The small and cheery cluster of shops that create the Southfields am bience radiates from a century-old underground station hardly a block's distance, down several streets. It caters to a mid-day trade of housewives - a social phenomenon that persists in England - imparting a settled, leisurely quality that instantly overwhelms the mundane, dreary aspect of returning from town after a day's work . . . or, as in my case, after a day of seeking it. Old photographs show that the neighborhood's physical appearance has hardly changed from horse-drawn carriage days, though of course today's street scene has not the same quiet charm. But the old style is not entirely gone. Occasionally, the clip-clop of horse's hooves still echoes up the street, and a quick look reveals a mounted bobby on patrol, or a prim horsewoman on an early morning trot.

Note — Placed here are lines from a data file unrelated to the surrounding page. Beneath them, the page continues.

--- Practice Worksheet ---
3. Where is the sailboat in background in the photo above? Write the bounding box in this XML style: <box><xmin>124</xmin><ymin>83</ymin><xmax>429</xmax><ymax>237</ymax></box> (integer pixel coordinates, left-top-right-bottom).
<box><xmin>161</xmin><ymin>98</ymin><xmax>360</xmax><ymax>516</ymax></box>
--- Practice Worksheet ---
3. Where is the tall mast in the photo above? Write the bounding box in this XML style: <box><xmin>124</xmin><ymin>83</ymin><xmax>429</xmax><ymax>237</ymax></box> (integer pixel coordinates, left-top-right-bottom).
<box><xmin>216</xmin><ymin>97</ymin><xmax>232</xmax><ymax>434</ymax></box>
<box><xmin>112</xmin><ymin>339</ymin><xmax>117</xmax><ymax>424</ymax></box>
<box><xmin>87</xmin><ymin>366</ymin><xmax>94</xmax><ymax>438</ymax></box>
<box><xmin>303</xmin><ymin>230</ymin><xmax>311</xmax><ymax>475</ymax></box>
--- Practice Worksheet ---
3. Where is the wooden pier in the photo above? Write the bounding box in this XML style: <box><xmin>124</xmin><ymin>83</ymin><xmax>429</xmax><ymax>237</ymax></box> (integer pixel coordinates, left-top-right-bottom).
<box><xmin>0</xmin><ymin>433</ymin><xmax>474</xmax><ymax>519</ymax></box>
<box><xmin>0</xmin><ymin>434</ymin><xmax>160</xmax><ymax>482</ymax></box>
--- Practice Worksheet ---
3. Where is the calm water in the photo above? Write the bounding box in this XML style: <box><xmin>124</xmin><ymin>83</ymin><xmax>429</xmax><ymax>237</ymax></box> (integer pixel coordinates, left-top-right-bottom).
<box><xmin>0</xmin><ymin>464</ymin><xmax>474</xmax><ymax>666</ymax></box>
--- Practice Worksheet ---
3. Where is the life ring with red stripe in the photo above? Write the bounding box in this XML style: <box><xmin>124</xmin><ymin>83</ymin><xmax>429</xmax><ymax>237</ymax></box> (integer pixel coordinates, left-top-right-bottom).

The house that would be my home for awhile was a narrow, two-story private dwelling, one of the sardine-packed brick and rococo family units of which there must be a million in greater London, all built just before the century's turn in a building boom of inconceivable energy. For the most part, there are no two exactly alike, which has to say something for the creative Victorian imagination since they are all so very similar.

The one I lived in took sunlight into practically every room . . . except the ground floor one I occupied. For it, there was a narrow north view of sky and yard through tall, glass-paned doors. They opened outward, but not very invitingly in October's chill air. It was a darkside room, not meant to be anything but a place to sleep and dress. I made more of it, though, with a few well-placed lamps and a writing desk.

Being a shared house (more or less) it also provided a decently appointed kitchen, a washing machine and telephone for my use, and a TV set in a miniature living-room just off the vestibule. But the sharing extended only as far as space and costs. Socially, the place turned out to be rather barren. My housemates were two charming young women of whom I saw very little and one man of indeterminate charm who elected to keep entirely to himself.

But it was reasonably priced, by London standards, at £45 per week. I was starting to think in these terms, and preferred not to dwell on the fact of it being $85 -- or $365 per month, a price within penny-pitching distance of my entire Social Security income. It was a place to be for awhile, and that was of paramount importance. In a month or two we'd all be ousted so the owner could begin some refurbishing, and at that time I should certainly be able to afford something more suitable for the winter.

Or so I told myself.


Footnotes:

"expunged from my wardrobe..." The last suit I owned had been put to the torch in 1981, at a festive 10th anniversary celebration of my escape from the world of just such habiliments.